Poi tacquero entrambi, perché le cose precipitarono.
Quando venne, si abbandonò soddisfatto sul letto, con gli occhi chiusi. Il mal di
testa cominciò a passargli. Renata balzò in piedi, per sgranchirsi un po’.
“Cosa facciamo, ci prepariamo per un altro giro?” gli si rivolse allegra.
Lui fece segno di no con il dito.
“Forse il prossimo venerdì”, disse dopo un po’, con la bocca impastata.
“Non ho voluto dirtelo prima, ma lo verrai a sapere lo stesso... Carolina potrebbe
aver trovato qualcuno e ritirarsi dal mestiere... Così almeno si sente dire in giro...”,
disse lei, con un’ombra di imbarazzo.
Lui tacque. Tacque anche lei.
Dopo qualche istante la sentì andare in bagno. Gli giunsero alle orecchie alcuni
rumori indecenti. Questa volta seguiti dal rumore dello sciacquone.

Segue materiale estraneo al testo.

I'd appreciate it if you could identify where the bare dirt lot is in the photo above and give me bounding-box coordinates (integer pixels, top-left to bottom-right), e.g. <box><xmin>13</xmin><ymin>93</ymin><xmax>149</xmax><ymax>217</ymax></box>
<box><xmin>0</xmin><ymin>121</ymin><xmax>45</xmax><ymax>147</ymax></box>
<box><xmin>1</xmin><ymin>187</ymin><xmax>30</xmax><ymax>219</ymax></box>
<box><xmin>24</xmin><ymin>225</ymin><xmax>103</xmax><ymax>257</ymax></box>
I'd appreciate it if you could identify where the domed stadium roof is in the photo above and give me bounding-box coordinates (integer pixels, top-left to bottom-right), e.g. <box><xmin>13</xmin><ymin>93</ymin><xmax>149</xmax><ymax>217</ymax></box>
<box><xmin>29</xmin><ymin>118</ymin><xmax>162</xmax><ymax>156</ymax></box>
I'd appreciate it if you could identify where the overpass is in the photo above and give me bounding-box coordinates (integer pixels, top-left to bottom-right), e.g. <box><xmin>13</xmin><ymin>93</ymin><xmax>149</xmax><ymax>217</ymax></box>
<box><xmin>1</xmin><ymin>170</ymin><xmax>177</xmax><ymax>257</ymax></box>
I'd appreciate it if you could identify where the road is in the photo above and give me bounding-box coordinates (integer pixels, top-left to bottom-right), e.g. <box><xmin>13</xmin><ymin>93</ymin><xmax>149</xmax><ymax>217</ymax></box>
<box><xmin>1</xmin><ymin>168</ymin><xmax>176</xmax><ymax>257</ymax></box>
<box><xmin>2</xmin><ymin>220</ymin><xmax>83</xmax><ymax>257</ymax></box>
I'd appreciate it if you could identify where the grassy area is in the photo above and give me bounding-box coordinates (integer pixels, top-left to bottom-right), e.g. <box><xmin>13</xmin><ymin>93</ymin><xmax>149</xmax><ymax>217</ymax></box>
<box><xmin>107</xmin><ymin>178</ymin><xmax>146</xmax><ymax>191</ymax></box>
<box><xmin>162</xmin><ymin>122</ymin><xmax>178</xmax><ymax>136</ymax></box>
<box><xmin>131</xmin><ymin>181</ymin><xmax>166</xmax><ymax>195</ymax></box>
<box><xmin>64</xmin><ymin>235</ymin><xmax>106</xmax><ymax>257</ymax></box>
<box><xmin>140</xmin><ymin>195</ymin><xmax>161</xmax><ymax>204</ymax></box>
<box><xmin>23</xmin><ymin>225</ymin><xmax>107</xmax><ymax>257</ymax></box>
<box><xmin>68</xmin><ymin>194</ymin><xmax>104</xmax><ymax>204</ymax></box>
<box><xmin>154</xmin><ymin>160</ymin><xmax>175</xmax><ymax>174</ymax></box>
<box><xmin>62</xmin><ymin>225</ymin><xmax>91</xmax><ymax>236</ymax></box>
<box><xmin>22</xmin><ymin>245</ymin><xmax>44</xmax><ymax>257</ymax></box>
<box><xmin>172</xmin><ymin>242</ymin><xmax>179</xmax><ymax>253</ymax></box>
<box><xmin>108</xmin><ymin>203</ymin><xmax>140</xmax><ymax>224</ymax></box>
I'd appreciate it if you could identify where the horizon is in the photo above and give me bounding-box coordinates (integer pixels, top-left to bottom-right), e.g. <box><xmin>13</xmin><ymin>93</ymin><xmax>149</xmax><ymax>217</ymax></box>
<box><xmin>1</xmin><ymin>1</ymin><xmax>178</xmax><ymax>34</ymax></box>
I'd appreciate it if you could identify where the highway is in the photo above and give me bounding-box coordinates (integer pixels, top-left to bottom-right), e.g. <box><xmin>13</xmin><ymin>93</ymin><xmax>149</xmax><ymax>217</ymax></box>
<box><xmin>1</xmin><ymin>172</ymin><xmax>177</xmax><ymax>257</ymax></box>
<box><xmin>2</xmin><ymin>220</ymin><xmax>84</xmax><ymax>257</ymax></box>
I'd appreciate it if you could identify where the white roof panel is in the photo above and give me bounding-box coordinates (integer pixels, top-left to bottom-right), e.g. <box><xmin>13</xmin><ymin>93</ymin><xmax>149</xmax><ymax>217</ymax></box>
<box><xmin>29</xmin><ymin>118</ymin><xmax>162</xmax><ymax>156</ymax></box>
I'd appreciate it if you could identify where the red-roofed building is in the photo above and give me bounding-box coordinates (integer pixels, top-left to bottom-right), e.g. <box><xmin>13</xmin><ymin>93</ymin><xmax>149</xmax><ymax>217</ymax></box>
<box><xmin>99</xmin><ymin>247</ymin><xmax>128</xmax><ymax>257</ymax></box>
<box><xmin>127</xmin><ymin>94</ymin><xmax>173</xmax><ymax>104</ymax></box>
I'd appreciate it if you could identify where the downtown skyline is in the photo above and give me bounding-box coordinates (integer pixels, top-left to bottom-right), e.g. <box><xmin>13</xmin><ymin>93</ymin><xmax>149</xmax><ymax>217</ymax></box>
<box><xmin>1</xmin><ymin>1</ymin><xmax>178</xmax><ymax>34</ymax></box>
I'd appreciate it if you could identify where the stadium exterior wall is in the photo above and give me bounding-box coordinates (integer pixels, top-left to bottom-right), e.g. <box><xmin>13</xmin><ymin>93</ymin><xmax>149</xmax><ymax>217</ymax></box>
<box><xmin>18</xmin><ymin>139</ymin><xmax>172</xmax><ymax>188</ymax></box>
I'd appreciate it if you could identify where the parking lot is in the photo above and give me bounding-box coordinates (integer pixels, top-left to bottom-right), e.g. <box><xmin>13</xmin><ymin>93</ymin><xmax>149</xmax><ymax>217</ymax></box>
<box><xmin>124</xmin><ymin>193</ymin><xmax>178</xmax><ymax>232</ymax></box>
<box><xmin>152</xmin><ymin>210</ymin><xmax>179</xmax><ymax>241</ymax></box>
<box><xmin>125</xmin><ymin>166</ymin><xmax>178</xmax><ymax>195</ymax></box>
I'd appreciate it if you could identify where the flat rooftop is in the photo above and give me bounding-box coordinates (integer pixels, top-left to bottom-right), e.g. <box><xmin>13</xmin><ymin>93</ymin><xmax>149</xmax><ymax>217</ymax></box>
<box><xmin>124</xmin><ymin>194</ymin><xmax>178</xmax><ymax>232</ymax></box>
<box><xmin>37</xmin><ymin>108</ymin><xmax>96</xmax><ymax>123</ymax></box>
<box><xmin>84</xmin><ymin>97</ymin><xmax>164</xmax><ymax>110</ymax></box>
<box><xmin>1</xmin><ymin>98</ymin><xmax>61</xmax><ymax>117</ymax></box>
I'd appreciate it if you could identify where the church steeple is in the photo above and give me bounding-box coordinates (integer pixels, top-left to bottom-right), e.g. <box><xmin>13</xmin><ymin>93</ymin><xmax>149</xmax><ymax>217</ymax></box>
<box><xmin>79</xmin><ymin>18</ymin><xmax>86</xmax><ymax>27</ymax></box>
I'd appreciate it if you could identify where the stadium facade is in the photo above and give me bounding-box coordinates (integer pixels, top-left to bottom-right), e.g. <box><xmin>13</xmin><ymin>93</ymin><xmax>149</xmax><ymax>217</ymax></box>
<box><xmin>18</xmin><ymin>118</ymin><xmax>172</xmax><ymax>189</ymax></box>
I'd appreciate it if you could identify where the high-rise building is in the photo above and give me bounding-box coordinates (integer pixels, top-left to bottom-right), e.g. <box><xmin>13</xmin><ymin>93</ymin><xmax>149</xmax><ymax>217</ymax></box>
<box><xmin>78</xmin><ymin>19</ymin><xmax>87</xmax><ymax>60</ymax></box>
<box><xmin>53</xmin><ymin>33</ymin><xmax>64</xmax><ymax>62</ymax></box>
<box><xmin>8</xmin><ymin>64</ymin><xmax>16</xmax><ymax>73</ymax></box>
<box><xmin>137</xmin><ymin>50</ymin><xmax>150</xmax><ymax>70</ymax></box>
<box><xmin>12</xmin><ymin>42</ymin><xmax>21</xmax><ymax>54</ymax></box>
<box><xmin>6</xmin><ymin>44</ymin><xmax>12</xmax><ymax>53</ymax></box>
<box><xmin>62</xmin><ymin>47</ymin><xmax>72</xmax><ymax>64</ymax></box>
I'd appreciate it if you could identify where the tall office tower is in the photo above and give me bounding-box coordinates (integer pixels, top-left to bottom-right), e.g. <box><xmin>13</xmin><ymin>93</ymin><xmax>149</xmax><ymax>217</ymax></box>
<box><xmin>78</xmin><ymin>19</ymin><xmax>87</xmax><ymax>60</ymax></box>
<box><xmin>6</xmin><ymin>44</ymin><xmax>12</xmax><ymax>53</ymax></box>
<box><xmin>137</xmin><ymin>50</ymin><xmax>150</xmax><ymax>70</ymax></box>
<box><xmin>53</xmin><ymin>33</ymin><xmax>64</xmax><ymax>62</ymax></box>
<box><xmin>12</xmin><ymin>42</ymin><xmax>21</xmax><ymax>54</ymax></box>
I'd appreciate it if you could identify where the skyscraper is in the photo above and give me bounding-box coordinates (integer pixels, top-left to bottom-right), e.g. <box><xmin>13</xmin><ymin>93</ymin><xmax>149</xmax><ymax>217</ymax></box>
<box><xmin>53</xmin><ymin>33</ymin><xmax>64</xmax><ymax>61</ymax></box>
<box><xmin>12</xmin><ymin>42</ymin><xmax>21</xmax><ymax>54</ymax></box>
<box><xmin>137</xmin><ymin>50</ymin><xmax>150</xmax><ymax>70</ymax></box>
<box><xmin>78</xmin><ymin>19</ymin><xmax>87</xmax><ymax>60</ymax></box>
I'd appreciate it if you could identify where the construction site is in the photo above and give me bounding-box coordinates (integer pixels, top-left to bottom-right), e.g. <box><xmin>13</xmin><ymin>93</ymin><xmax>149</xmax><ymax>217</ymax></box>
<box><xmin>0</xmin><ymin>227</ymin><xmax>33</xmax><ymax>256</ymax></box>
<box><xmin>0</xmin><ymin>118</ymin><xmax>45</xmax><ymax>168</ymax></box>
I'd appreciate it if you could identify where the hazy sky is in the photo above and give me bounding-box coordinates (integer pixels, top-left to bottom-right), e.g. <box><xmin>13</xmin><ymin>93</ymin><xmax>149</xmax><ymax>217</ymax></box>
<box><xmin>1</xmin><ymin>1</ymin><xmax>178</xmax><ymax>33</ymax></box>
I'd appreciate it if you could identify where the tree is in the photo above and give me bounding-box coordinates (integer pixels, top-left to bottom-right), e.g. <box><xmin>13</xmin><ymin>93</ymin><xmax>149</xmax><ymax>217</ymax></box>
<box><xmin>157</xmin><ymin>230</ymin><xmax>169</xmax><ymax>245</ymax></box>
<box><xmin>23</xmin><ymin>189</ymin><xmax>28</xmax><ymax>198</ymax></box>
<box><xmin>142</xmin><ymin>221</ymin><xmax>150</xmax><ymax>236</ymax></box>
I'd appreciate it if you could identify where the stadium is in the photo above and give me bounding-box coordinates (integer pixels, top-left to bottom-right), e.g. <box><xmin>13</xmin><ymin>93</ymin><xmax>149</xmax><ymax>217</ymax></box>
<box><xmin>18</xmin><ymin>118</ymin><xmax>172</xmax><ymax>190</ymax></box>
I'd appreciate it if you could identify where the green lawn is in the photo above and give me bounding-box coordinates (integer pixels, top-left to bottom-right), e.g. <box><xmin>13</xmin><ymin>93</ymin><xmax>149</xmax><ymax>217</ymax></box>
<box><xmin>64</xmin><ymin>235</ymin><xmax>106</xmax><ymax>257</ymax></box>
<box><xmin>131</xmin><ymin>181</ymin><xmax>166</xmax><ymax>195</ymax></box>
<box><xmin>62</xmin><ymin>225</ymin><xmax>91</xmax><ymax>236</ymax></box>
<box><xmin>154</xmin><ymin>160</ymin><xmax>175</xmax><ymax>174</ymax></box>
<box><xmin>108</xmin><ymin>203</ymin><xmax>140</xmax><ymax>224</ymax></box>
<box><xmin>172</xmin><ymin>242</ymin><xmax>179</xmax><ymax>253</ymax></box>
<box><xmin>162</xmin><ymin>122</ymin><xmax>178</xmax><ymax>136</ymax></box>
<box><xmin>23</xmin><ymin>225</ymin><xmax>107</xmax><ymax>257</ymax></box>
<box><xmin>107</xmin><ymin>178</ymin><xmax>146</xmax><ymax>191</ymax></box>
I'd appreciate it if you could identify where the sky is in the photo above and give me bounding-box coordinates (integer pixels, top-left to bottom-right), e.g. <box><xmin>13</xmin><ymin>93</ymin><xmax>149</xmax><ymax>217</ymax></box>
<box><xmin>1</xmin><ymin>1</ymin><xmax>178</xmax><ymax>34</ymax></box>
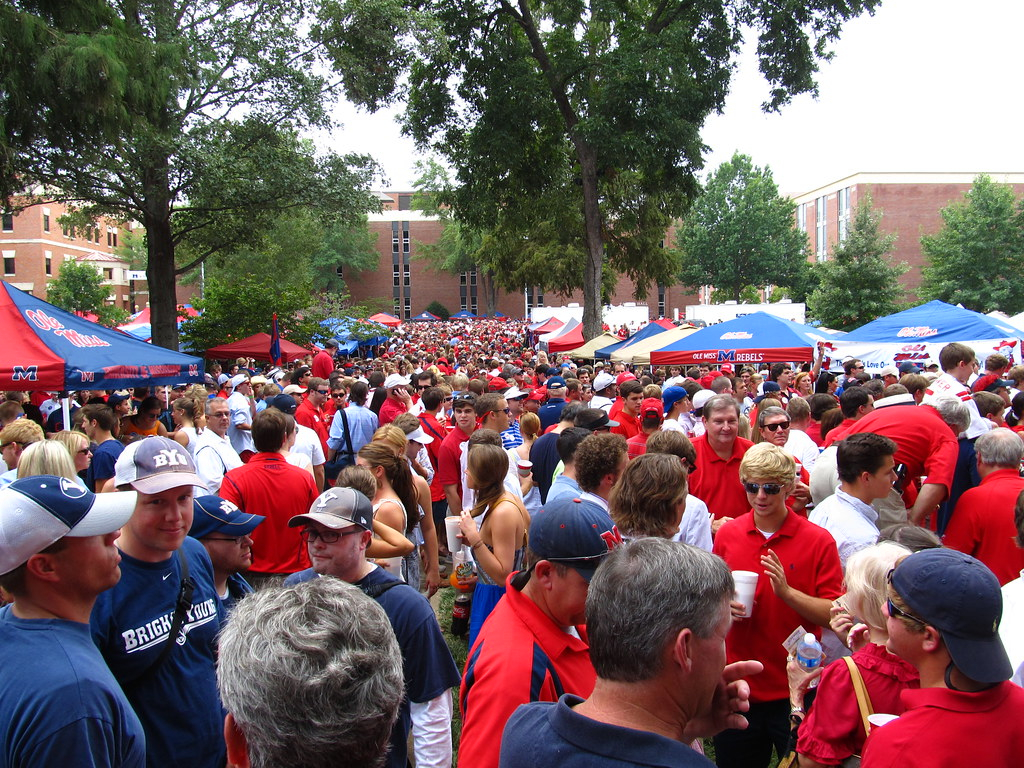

Fece uno sforzo per alzarsi e cominciò a rivestirsi.
Le lasciò i soldi sul tavolo e tagliò la corda mentre la doccia era ancora in fun-
zione.
A casa si buttò vestito sul letto, con un bicchiere di cognac in mano.
Con gli occhi dritti al soffitto.
In testa non gli risuonava altro che un’orinata lunga e dei rumori indecenti.